Not only did Airman 1st Class Jennifer Edwards of the 27th Special Operations Medical Support Squadron overcome her shyness to even audition for Cannon Idol in May, she won the competition Saturday at The Landing Zone.

When she was the last one standing on stage, indicating that she won, she said she was shocked, amazed and elated. Edwards said her nerves almost kept her off the stage all together.

“I never thought I could finish,” she said. “I thought I was going to sneak out before today came.”

Edwards said she is shy and when asked about her win said, “I’m not really like this.”

The judges barely felt her nerves, asking her to be more confident but giving her resounding compliments and insisting that she never stop singing.

“My parents traveled eight hours just to watch me and stayed up all night with me helping me prepare. That gave me a lot of confidence. If I can do it for them at home why not here?” Edwards said.

Edwards’ win garnished her the title of 2010 Cannon Idol, $300 and a two-hour recording contract with local musician Johnny Mulhair.

The event included nine finalists after one dropped out of the competition. The program, run by the Cannon Community Center, works like the show and is intended to showcase singing ability.

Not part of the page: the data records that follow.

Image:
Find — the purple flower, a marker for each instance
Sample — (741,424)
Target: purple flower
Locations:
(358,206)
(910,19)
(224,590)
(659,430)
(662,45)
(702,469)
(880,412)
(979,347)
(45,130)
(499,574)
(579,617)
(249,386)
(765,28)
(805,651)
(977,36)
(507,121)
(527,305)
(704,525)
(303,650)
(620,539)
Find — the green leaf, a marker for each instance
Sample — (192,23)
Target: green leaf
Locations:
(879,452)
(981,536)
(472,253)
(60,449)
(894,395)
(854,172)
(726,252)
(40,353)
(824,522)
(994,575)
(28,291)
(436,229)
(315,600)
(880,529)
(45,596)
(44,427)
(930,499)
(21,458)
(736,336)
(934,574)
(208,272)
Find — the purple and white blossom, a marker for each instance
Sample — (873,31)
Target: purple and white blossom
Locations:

Civilian Cherill Hamilton of the 27th Special Operations Force Support Squadron and Norris Fields of the 27th Special Operations Wing Judge Advocate Program were the other two finalists. Hamilton won $200 for second and Fields won $100 for third.

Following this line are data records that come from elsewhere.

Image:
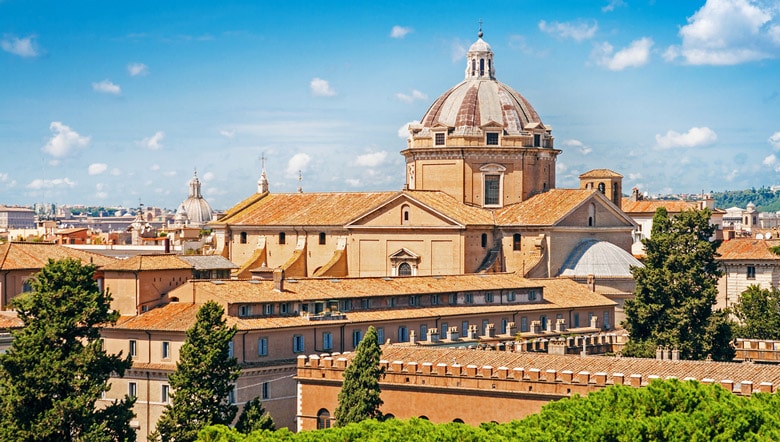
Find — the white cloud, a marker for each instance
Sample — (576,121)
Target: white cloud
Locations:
(696,136)
(774,140)
(415,95)
(400,31)
(577,31)
(97,168)
(635,55)
(727,32)
(136,69)
(38,184)
(23,47)
(403,131)
(371,159)
(64,140)
(321,88)
(107,87)
(609,7)
(154,142)
(298,162)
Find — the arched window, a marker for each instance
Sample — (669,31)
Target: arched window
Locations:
(323,419)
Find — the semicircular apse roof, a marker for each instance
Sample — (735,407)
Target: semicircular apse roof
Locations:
(599,258)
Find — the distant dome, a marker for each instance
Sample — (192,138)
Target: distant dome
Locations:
(196,207)
(481,99)
(599,258)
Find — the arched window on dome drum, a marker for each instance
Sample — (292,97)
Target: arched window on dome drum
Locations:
(323,419)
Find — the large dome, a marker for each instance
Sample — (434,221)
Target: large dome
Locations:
(196,207)
(599,258)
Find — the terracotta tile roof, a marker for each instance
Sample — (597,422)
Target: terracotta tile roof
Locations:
(601,173)
(649,206)
(149,262)
(718,371)
(299,209)
(9,319)
(747,249)
(34,256)
(544,209)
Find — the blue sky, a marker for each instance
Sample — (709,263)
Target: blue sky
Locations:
(104,103)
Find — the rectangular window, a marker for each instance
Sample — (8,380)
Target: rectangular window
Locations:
(262,346)
(165,395)
(492,187)
(298,346)
(403,334)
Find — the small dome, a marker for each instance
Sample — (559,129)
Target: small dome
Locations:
(599,258)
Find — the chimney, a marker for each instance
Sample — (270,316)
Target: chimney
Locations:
(279,280)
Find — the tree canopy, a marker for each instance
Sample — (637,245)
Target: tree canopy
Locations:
(359,396)
(670,410)
(56,368)
(203,379)
(758,313)
(677,289)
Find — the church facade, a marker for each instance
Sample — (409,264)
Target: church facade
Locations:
(479,197)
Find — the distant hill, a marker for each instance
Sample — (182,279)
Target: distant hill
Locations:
(765,199)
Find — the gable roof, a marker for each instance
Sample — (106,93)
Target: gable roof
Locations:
(549,208)
(34,256)
(149,262)
(747,249)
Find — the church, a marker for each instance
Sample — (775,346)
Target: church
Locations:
(479,197)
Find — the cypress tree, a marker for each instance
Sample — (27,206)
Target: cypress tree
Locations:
(359,396)
(203,379)
(56,368)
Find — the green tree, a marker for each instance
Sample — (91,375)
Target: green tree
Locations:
(359,396)
(676,291)
(758,313)
(56,368)
(254,418)
(203,379)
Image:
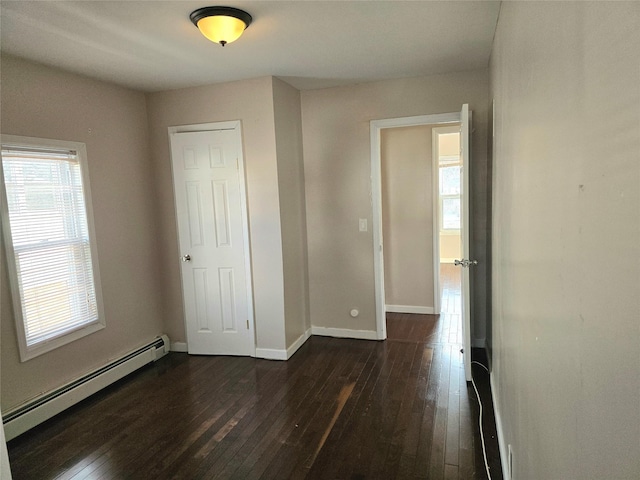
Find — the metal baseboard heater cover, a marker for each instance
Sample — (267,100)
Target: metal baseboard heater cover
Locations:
(39,409)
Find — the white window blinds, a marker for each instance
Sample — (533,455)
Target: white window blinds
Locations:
(50,240)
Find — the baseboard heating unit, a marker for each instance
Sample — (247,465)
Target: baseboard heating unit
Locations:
(45,406)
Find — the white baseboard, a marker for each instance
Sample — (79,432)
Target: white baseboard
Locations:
(344,333)
(479,343)
(502,445)
(45,406)
(271,353)
(293,348)
(409,309)
(179,347)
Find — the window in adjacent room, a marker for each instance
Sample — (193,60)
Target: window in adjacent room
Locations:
(449,182)
(50,246)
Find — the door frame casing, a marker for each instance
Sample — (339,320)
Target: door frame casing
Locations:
(376,126)
(235,125)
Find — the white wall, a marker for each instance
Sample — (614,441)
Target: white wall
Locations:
(39,101)
(337,162)
(288,131)
(566,293)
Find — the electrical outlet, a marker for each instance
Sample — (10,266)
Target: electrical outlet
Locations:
(510,463)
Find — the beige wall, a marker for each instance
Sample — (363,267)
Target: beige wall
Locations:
(406,161)
(251,102)
(337,164)
(566,349)
(288,131)
(38,101)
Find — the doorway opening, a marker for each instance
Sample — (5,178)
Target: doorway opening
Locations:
(448,168)
(463,119)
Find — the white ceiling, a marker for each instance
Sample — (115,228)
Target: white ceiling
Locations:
(152,45)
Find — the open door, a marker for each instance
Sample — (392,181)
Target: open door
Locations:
(465,263)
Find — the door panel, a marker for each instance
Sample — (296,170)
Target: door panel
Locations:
(465,120)
(211,231)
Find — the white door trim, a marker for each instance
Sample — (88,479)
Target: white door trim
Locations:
(231,125)
(376,199)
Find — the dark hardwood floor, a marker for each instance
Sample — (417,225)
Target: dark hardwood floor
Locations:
(338,409)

Airmen 1st Class Marcus Shannon of the 27th Special Operations Maintenance Operations Squadron also received compliments from the judges and tables’ worth of attendees left when he wasn’t named a finalist.

“I don’t know what happened,” he said. “I’m shocked.”

Shannon, 22, said he wasn’t upset because he joined the competition mainly in search of the talent of others.

I produce, write and record,” he said. “ I wanted to see what talent there is here.”

Shannon said he’s been producing, writing and recording since he was in seventh grade.

“I got a couple of numbers. Overall, this was worth it,” he said.

Paul Hopkins, Community Center director, said about 250 people attended the event.

“It went well,” he said. “The contestants did a fantastic job.”